Google-owned DeepMind AI reveals 3D structures of 'entire protein universe'
It took Ferdinand Perutz and John Kendrew years of work to finally unlock the structure of globular proteins. Over six decades later, AlphaFold, the revolutionary AI network of Google's London-based AI company DeepMind, has predicted structures for nearly all cataloged proteins known to mankind in just about 12 months. Do you know how many that is? Over 200 million proteins.
Why does this story matter?
The subject of artificial intelligence can still easily cause a heated discussion. Both proponents and opponents have strong arguments to support their cases. However, we can all agree that artificial intelligence can certainly accelerate scientific discoveries. DeepMind's AlphaFold is a prime example of that. Its benefits outweigh the risks by a huge margin, and the new achievement is a testament to that.
AlphaFold can predict 3D structures from chemical composition
AlphaFold uses a technique called 'deep learning' to determine the 3D structure of proteins. It can predict the structure of a protein from its chemical composition. When it was launched a year ago, it had a database of 350,000 structures, which is now at a mind-boggling 200+ million. The database is set up in partnership with European Molecular Biology Laboratory's European Bioinformatics Institute (EMBL-EBI).
How accurate are AlphaFold's predictions?
Traditionally, scientists have used methods such as X-ray crystallography and cryo-electron microscopy, which are both time-consuming and expensive to understand protein structures. AlphaFold made it easier for the scientific community by predicting highly accurate structures with much fewer hassles. According to EMBL-EBI, around 35% of predictions are deemed highly accurate, while another 45% are considered good enough to rely on for many applications.
The AI network's code and data are free to use
Since its introduction, AlphaFold has proved to be a major blessing for scientists. DeepMind's CEO Demis Hassabis described it as a "gift" to humanity as it is free to use for any purpose and has an irrevocable open source license. According to Hassabis, over 500,000 scientists have used the database to view over two million structures. It has helped scientists make new discoveries.
AlphaFold's database has 23 terabytes of content
For its predictions, AlphaFold used another database called UniProt. Now, every protein sequence on UniProt will have a corresponding structure. AlphaFold's database is now 23 terabytes big and all 200+ million structures can be downloaded via Google Cloud Public Datasets.
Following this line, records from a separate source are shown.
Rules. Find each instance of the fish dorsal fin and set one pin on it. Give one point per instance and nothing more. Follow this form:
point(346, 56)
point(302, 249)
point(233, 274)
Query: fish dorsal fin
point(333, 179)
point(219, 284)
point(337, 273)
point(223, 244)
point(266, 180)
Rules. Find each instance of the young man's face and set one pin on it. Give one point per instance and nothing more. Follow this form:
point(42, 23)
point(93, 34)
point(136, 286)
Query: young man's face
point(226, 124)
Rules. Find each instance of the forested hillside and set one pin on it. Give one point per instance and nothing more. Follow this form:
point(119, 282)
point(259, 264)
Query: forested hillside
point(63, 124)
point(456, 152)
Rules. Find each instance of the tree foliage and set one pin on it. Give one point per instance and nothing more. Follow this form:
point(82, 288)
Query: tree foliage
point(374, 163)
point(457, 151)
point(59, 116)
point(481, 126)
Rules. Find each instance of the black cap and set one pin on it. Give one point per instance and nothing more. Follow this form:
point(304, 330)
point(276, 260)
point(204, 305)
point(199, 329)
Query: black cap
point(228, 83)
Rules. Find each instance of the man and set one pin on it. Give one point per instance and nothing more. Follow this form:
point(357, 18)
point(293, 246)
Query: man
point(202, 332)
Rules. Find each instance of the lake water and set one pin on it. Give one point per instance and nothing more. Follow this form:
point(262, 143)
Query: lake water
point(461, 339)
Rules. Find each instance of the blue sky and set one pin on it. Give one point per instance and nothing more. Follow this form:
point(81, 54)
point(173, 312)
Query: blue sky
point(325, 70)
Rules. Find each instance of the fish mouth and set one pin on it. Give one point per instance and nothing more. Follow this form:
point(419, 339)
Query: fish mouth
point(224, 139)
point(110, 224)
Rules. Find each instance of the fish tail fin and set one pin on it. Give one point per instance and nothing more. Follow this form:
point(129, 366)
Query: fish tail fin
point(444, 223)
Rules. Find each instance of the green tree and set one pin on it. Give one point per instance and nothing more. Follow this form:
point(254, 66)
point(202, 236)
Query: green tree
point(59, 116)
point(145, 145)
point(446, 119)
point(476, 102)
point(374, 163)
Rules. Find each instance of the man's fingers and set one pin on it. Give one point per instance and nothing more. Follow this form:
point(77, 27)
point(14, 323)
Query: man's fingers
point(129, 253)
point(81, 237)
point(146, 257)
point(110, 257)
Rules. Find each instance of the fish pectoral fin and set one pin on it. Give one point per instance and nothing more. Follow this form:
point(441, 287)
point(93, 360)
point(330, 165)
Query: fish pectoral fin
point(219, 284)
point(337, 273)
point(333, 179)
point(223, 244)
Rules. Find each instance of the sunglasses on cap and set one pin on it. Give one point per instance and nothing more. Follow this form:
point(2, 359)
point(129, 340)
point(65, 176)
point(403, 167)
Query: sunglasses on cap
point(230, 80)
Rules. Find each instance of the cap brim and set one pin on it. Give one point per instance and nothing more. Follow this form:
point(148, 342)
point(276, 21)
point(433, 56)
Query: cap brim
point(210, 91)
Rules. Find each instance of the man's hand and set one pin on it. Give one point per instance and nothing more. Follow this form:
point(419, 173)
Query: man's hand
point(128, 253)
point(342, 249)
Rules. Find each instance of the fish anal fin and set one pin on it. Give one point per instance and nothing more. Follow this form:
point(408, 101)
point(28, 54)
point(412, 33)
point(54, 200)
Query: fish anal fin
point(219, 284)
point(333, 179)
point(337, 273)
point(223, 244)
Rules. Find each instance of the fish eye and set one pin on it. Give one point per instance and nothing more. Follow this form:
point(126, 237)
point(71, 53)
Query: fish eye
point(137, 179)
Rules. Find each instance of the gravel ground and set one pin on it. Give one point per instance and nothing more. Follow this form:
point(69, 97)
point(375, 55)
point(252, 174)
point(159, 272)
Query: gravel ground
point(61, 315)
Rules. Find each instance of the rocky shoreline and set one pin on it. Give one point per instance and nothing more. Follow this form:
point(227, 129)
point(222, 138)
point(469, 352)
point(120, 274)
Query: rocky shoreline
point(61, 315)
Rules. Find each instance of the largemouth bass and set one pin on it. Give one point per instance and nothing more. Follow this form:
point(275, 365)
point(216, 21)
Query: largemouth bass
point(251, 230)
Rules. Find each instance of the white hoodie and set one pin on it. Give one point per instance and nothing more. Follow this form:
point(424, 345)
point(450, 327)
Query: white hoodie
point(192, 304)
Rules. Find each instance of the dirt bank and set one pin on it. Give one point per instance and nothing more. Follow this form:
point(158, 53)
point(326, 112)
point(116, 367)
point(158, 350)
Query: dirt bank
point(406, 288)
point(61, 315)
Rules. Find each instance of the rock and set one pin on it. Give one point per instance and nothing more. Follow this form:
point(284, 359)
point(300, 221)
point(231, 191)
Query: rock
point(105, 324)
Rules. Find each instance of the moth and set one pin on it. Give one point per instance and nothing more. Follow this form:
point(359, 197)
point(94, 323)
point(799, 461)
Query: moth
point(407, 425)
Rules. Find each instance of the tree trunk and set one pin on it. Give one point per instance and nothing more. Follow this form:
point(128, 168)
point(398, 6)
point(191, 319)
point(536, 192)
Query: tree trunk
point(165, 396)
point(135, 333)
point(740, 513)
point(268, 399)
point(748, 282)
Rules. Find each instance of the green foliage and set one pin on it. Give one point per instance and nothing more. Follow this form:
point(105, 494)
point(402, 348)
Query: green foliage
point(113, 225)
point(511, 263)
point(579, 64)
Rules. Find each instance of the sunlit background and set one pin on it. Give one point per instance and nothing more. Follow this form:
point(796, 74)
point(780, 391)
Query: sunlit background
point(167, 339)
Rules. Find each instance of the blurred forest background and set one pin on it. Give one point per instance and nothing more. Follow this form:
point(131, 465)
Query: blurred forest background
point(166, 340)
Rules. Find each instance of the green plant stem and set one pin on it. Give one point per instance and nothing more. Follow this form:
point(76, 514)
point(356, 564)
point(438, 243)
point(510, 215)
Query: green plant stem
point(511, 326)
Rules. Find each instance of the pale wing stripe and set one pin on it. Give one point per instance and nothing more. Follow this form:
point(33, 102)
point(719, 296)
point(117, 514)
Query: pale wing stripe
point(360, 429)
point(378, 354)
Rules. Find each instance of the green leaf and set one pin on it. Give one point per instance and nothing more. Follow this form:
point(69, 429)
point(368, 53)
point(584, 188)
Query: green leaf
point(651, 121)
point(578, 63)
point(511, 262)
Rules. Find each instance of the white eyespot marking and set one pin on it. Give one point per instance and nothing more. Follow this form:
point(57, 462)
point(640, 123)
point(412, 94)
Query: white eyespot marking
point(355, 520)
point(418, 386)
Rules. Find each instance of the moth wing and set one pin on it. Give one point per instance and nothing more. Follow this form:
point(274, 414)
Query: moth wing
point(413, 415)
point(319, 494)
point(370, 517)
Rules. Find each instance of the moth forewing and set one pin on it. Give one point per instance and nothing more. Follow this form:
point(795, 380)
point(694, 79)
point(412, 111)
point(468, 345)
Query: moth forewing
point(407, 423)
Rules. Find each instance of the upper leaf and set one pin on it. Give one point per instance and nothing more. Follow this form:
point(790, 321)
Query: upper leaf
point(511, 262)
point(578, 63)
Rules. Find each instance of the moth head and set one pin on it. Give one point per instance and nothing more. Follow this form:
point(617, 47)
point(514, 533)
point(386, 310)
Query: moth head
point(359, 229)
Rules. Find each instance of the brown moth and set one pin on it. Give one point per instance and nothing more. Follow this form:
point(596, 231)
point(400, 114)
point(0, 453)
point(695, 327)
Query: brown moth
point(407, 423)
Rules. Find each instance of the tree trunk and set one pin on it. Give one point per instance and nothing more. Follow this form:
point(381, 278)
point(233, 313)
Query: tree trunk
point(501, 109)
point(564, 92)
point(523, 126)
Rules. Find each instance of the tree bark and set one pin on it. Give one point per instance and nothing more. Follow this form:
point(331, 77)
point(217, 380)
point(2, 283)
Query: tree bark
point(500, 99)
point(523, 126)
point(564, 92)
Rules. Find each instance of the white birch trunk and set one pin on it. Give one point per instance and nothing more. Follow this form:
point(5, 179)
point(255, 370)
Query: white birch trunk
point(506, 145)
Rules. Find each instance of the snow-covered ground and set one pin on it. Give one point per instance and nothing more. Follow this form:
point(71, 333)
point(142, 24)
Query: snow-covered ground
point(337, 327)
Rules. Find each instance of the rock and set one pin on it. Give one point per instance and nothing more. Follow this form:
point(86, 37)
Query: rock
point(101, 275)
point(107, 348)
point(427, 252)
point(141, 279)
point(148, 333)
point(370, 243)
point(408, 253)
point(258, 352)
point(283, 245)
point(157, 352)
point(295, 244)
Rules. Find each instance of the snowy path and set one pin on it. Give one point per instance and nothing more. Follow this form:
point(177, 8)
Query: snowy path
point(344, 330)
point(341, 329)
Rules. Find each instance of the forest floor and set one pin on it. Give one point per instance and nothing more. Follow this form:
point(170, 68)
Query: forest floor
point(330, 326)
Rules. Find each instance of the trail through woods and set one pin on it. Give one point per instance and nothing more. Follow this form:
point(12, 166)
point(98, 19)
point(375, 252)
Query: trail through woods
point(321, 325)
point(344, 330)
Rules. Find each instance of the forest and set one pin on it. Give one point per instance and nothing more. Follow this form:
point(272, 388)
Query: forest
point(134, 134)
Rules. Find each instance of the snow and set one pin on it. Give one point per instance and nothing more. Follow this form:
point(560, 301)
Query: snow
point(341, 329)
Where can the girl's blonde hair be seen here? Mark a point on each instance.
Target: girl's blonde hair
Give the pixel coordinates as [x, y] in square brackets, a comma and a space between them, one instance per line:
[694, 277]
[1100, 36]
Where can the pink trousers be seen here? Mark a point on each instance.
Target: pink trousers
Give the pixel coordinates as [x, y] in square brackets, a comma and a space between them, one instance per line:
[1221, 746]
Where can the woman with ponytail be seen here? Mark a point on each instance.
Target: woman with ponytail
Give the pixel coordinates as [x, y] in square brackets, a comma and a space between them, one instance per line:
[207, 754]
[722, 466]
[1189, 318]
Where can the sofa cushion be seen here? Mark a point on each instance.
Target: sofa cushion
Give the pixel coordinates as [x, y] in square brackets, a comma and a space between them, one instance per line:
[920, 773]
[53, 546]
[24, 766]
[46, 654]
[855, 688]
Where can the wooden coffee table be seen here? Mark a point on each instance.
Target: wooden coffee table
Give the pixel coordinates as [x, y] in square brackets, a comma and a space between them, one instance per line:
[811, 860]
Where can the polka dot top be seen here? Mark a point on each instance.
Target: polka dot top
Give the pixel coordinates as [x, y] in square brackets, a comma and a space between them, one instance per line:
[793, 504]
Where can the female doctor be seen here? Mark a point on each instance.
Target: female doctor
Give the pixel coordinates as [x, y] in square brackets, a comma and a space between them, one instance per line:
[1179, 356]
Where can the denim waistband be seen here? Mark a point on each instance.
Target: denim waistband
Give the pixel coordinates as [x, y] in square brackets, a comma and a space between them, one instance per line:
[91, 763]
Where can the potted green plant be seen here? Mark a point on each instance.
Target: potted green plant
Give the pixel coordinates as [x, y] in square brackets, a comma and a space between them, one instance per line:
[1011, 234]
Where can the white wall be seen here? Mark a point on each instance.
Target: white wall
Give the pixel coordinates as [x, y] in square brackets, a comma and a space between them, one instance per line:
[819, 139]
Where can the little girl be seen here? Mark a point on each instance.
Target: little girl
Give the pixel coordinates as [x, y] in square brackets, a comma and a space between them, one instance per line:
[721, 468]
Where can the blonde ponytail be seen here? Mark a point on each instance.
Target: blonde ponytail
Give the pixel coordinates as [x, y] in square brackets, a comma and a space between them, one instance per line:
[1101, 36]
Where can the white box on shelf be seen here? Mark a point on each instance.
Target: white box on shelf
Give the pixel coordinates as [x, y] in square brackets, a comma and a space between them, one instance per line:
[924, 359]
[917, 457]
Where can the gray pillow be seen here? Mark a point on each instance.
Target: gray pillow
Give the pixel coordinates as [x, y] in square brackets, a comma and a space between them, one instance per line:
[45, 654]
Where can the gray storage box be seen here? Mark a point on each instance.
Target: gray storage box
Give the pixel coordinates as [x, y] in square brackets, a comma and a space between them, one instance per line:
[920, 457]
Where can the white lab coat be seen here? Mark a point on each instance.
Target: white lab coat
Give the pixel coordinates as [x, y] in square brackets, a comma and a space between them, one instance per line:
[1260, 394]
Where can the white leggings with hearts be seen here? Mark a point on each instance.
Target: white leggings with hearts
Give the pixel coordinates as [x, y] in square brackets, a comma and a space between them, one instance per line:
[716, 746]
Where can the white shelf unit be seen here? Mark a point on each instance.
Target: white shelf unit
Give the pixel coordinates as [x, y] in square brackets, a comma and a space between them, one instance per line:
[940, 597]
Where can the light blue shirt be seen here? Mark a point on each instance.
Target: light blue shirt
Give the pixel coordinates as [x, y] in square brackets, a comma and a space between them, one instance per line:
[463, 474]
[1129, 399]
Understanding the structure of proteins is important for developing medicines
Understanding the structure of proteins is important for developing medicines and in other areas of biochemistry. It is the interplay between molecules and proteins that gives the desired result. However, this process is complicated due to the structural complexity of proteins. Although they are amino acid strings, they can fold, bend, and even get tangled. In fact, a protein's folds determine how it functions.
AlphaFold can solve 'protein folding' issues faced by scientists
Scientists spend countless hours understanding the structure of proteins so that their folds don't block molecules from attaching. In the case of drugs, any mistake can lead to adverse reaction. AlphaFold is seen as a solution to this 'protein folding problem.' Its huge database can help scientists understand protein structure without spending a lot of time in labs and in an economical way.
Several scientific experiments and articles have used AlphaFold's structures
Since its introduction, AlphaFold has driven several scientific endeavors. University of Yale scientists used the database to help in their goal to create a highly effective Malaria vaccine in April. Similarly, a University of California experiment to understand the coronavirus and prepare for other pandemics received a much-needed push with AlphaFold's predictions. There have also been thousands of scientific articles that used AlphaFold's structures.